This morning at church, we sang "How Great Thou Art" -- not a song we sing often.
About two lines into the song, Katie had tears in her eyes and grasped me. She whispered that she felt didn't feel well but didn't know why.
I placed my left arm around her shoulder, and we continued to sing.
When the hymn was finished, all was well.
I suspect why she became emotional during the song. The hymn was one of Gramma Kathryn's favorites.
Somehow, I believe, Kathryn's spirit has some sway with dear Katie.
***
Column from February 2010:
When Steve and I named our daughter after my maternal grandmother, we had no idea how fitting the gesture would be.
Just days before Gramma passed away, a sonogram showed that our second child was a girl. And then we started calling her Baby Katie - short for Kathryn.
I wasn't able to tell Gramma Kathryn about our expected girl, and even if I had, she wouldn't have really understood. She was in the final stages of Alzheimer's disease - cruel and merciful at the same time.
Five months later, little Kathryn was born. Ever since, she's shown signs that she's a kindred spirit with the elder Kathryn.
How to describe them both? Effusive. Eccentric. Opinionated. Confident. Poetic.
Gramma loved brightly colored, comfortable clothes. Ditto for Katie. Gramma was warm natured, refusing heavy blankets and eschewing hot weather. Her great granddaughter is the same. They share an appreciation for natural beauty and tiny details.

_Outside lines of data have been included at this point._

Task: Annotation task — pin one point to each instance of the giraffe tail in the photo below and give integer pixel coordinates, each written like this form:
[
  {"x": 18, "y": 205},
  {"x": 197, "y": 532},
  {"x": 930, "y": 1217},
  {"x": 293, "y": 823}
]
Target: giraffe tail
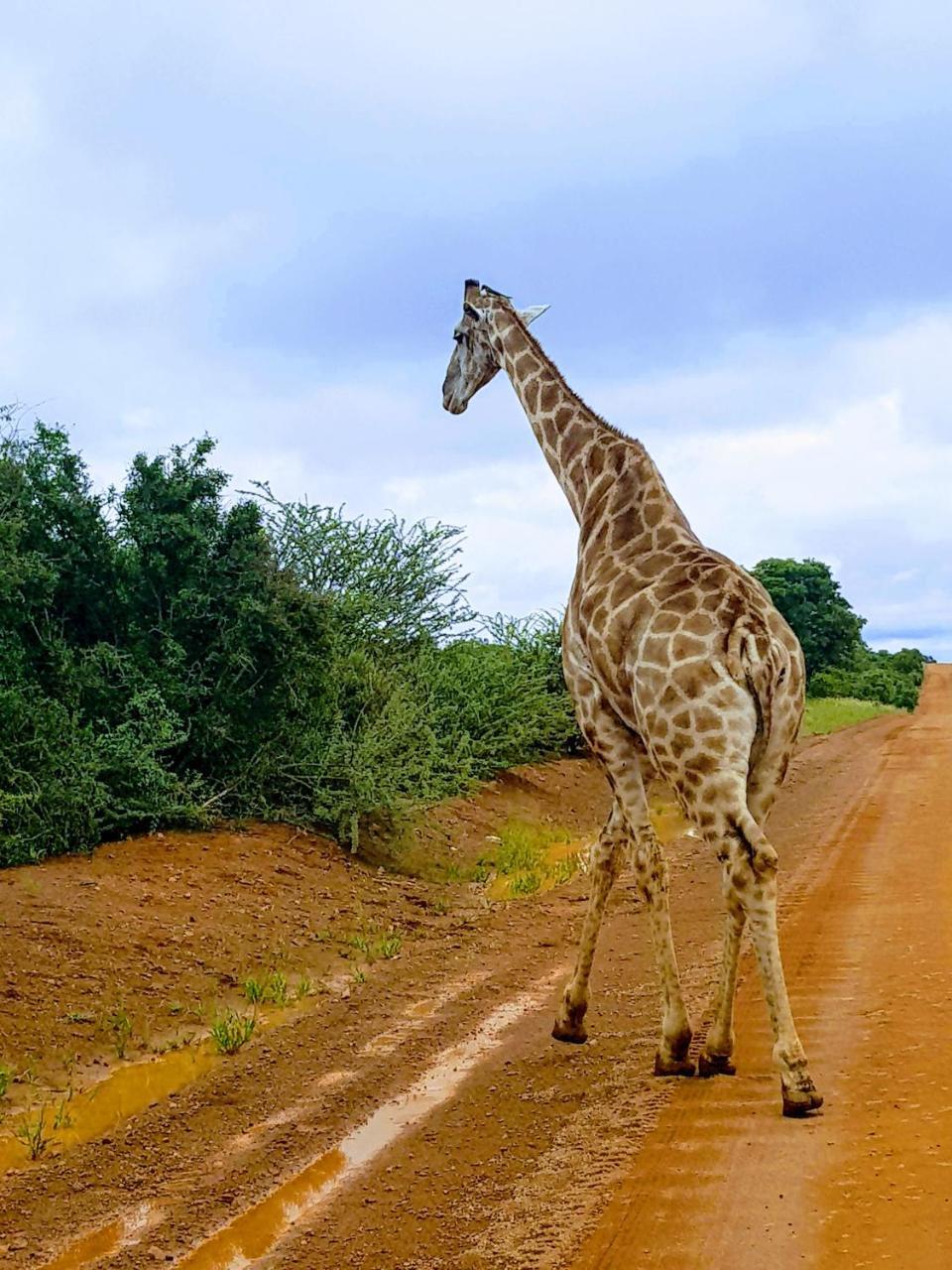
[{"x": 760, "y": 662}]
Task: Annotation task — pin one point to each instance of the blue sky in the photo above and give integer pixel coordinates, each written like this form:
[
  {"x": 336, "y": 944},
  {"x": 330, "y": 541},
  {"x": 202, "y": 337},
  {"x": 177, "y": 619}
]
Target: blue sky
[{"x": 254, "y": 221}]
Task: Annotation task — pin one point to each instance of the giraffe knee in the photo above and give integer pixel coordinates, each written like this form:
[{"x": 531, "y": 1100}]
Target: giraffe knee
[{"x": 652, "y": 874}]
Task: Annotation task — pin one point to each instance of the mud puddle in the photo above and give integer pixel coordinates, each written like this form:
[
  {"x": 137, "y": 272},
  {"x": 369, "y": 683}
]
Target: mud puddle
[{"x": 257, "y": 1230}]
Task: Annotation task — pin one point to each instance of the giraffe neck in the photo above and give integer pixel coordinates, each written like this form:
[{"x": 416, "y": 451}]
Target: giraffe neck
[{"x": 563, "y": 426}]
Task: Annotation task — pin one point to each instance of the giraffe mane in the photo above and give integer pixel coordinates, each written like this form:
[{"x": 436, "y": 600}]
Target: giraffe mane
[{"x": 610, "y": 427}]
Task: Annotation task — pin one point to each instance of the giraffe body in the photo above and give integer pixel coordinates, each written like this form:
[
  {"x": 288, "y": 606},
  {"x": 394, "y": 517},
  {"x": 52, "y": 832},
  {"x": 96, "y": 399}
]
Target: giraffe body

Gramma wrote poetry for years - first rhyming and then nonrhyming. She was published in multiple journals and was active in her town's poetry circle.
Katie, though not yet 5, often speaks with an innate lyrical quality.
"I have many hearts," she once mused. "Red for love and yellow for sunshine."
This week I gave her a green cup of juice and her brother a yellow cup.
"Why did you give me the green?" she asked.
"Because it's the color of grass and trees," I answered.
"Why not yellow, the color of the sun and bees?" was her quick reply.
Gramma welcomed philosophical discussions, just like Katie. Granted, Katie has a lot to philosophize about. Her sweet daddy was diagnosed with brain cancer when she was 2 and a half. He died not long after she turned 4.
When my aunt drove away last Friday after a weeklong visit, Katie waved big from the driveway and hollered, "I'm going to miss you as much as Daddy lived!"
She talks about our substantial loss daily. This weekend was especially poignant. She created a Valentine's card for Steve and talked and sang about him even more than usual.
"Valentine's Day is all about sharing and caring and loving," she said. "And what's most important is that Daddy is in heaven and still loves us."
She has big thoughts about souls. Her current theory is that just before people die, their spirits move out and get ready to move into a baby. When she weaves these ideas, mixing her fanciful thoughts with our faith's theology, I just listen, careful to not get in the way.
Next week Gramma's poetry group is going to honor her and other dead poets with a memorial reading. My aunt has suggested that they include "I Shall Return," a favorite Kathryn Thomas creation.
Should I not chance
to pass this way again
hold tight to every shred
of beauty here,
hide them away
to bring to light
some future year.
Great Pinnacles
of stone and strength
rise from canyon floors
like ageless ghosts
against the sky.
Far below where squirrel
and chipmunk play
a river winds
and liquid eyes
reflect this day.
O could that I recall
these things I see
as does that stream, with
equal depth and clarity.
I'll bury deep within
each wondrous thing
then I'll know forever
my soul shall sing.
Rereading Gramma's words this week brought me great comfort and gave me a new way to describe how the elder Kathryn is entwined with the younger - their souls sing together.